A velha máxima de que o segredo é a alma do negócio não se aplica à H&M, pelo menos no que à cadeia de abastecimento e logística diz respeito. O grupo sueco – considerado o segundo maior retalhista de moda do mundo – está disposto a partilhar com a concorrência as suas estruturas e abordagens de trabalho. Tudo em prol de um mundo mais sustentável.

«Não estamos preocupados ou com medo de abrir a nossa cadeia de abastecimento. Marcas individuais conseguem apenas ir até certo ponto. Para irem mais além na indústria, temos de abri-la à colaboração», afirma Gustaf Asp, responsável pelo novo projecto, denominado Treadler.
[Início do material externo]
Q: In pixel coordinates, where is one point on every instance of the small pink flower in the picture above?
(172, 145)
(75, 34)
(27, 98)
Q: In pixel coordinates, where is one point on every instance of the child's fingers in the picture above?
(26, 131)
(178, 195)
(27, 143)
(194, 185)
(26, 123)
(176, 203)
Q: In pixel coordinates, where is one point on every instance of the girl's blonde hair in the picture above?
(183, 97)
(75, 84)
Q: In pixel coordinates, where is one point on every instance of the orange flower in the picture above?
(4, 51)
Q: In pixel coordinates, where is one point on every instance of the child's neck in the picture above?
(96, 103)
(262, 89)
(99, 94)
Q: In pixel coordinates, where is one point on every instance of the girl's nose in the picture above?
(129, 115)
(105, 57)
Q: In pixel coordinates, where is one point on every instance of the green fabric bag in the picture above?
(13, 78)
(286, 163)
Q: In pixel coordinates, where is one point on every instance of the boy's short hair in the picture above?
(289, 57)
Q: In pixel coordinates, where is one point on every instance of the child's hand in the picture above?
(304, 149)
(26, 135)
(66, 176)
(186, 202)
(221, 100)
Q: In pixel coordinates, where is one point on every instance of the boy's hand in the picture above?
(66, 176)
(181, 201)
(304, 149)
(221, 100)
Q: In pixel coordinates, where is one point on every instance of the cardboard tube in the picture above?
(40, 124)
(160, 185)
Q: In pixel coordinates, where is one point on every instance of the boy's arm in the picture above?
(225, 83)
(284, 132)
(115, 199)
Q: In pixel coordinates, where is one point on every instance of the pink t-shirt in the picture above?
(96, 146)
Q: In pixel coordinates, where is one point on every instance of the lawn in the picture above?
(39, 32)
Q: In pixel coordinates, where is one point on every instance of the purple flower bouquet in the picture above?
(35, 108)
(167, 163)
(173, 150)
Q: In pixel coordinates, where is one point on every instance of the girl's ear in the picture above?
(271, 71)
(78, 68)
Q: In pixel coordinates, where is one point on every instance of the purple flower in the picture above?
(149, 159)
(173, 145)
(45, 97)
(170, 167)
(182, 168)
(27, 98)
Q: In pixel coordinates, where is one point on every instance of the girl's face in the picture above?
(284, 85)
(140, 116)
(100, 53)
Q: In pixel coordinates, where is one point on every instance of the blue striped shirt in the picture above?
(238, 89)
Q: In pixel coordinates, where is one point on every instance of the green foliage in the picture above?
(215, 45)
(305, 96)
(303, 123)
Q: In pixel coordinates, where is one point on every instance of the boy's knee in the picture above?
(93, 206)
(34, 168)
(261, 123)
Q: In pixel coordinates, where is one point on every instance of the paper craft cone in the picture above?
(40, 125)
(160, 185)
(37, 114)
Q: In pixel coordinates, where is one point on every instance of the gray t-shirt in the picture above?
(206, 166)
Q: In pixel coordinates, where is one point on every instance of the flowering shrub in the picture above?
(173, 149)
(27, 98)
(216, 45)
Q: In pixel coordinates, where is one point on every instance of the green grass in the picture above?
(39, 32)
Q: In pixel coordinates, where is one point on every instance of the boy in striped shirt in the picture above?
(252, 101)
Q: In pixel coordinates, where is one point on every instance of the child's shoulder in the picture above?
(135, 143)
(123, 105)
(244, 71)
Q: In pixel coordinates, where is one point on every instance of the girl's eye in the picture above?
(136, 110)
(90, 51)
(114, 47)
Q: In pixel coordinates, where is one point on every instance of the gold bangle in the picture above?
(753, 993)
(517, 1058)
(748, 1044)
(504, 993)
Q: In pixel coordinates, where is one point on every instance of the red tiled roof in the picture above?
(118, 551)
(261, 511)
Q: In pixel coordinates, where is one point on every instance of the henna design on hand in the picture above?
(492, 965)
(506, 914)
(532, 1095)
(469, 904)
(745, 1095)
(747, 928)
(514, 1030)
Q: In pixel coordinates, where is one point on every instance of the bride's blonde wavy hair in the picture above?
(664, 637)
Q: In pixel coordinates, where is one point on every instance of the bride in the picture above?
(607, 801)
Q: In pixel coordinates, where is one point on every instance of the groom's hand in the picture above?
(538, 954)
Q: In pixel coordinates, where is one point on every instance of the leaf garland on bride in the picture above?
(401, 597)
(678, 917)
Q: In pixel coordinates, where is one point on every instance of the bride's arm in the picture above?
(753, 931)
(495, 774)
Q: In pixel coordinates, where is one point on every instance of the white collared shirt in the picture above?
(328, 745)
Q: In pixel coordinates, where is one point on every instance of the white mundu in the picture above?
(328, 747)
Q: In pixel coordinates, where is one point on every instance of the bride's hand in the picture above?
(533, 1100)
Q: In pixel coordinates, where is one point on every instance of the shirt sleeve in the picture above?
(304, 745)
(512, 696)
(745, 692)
Segundo o Financial Times, o Treadler é um serviço que disponibiliza a marcas mais pequenas o acesso aos fornecedores e parceiros da H&M, desde desenvolvimento de produto a produção e logística.

A mesma publicação adianta que o serviço está ainda em fase-piloto e que apenas algumas marcas foram seleccionadas para o teste.

Helena Helmersson, CEO da H&M, sublinha que não é segredo que a companhia faz parte de uma indústria que tem tido sucesso a nível comercial, mas que tem pecado no que ao campo da sustentabilidade diz respeito. Para salvaguardar o sector, a H&M focou-se na transformação e melhoria da sua cadeia de abastecimento e logística: «Percebemos que o resultado dos nossos esforços pode ser valioso também para outros», refere a CEO.

Sendo uma marca de fast-fashion, a H&M tem estado na mira dos ambientalistas que defendem um consumo mais moderado, nomeadamente de peças de vestuário. Gustaf Asp, considera, no entanto, que a procura por moda acessível aumentará. Nesse sentido, a H&M acredita que «é melhor que cresça no seio de uma cadeia sustentável». Ainda assim, ressalva, «não resolve o problema do consumo excessivo».